Tutorial · 10 min read
MPI Launch Patterns That Scale
MPI still powers climate, CFD, and nuclear workloads—but the launch sequence now needs to respect heterogeneous nodes, multiple NICs, and accelerator libraries. Use these patterns to keep scaling past 10,000 ranks without babysitting runs.
1. Pick the right MPI stack
- Open MPI 5.0: General-purpose clusters, GPUs, UCX transports.
- MPICH 4.2: NEC/Cray builds, applications targeting MPI-4.
- HPE MPT / Intel MPI: HPE Cray EX, Slingshot fabrics, oneAPI toolchains.
Update modules monthly; mismatched UCX/libfabric pairs are a top culprit for hangs.

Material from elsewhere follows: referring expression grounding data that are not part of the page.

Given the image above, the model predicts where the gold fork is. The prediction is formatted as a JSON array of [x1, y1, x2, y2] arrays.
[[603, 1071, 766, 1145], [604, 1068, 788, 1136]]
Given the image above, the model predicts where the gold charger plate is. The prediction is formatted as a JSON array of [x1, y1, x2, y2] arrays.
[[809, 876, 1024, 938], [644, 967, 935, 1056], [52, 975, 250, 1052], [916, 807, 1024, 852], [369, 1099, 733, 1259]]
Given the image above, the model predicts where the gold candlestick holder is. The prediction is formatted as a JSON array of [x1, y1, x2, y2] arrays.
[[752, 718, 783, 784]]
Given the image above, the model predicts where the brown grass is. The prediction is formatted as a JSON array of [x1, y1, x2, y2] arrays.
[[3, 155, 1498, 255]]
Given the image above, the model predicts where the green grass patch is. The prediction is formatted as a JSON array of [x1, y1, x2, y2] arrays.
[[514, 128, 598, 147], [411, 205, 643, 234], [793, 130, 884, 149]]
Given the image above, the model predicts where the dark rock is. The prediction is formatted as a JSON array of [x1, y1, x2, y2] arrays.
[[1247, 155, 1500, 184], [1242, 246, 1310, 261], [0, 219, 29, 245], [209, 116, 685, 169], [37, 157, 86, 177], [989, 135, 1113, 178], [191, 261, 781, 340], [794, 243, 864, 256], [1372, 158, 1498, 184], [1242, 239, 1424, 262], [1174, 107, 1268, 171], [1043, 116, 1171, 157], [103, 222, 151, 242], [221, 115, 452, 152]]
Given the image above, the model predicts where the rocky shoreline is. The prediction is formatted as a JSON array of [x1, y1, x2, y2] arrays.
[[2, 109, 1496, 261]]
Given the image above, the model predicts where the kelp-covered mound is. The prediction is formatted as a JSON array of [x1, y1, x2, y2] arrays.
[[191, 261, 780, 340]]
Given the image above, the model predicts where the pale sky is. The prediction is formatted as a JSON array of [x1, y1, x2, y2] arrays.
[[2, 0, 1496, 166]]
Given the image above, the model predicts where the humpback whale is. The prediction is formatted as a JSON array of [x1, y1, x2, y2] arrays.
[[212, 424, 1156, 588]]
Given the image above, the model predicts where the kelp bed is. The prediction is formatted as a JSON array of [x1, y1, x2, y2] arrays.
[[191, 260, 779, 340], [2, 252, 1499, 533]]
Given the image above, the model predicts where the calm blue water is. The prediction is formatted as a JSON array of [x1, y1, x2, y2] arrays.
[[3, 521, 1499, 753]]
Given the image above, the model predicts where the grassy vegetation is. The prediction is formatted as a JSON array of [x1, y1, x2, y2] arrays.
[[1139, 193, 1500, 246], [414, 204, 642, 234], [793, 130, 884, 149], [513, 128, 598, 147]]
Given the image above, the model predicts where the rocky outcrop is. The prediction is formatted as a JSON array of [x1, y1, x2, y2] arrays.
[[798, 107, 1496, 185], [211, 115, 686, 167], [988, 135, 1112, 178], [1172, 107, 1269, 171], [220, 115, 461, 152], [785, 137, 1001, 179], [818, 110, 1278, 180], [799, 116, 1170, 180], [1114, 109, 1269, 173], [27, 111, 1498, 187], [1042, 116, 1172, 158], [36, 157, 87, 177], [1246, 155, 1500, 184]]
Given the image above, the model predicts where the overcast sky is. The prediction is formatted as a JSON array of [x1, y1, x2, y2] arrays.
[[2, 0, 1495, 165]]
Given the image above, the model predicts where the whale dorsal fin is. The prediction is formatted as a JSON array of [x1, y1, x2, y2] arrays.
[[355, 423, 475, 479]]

2. Multi-NIC and fabric tuning
export UCX_TLS=rc,ud,sm,self
export UCX_NET_DEVICES=mlx5_0:1,mlx5_2:1
export MPIR_CVAR_CH4_OFI_ENABLE_ATOMICS=1
export NCCL_COLLNET_ENABLE=1
Bind ranks to NICs using UCX_NET_DEVICES. Enable SHARPv3 or UCC for collective offload.
3. Launch templates
Slurm + Open MPI
#!/bin/bash
#SBATCH --job-name=mpi-sim
#SBATCH --nodes=256
#SBATCH --ntasks-per-node=8
#SBATCH --time=03:00:00
module load openmpi/5.0
srun --cpu-bind=cores --kill-on-bad-exit=1 \
mpirun --map-by ppr:8:node --mca btl ^tcp \
./solver --config configs/frontier.json
Use --kill-on-bad-exit so Slurm cleans up hung tasks; --map-by ensures even distribution across sockets.
Flux/Balsam orchestration
flux run -n 2048 -g 2048 \
--env UCX_TLS=rc_x,sm \
--setattr=system.cwd=/lustre/project/run42 \
./solver.py --input case42.yaml
4. Debug + profiling workflow
- Quick triage:
scontrol show job,sacct,seff. - Network focus:
ibstat,slingshot-adm,ethtool -S. - Profilers: Nsight Systems, Omnitrace/ROC Profiler, Arm MAP.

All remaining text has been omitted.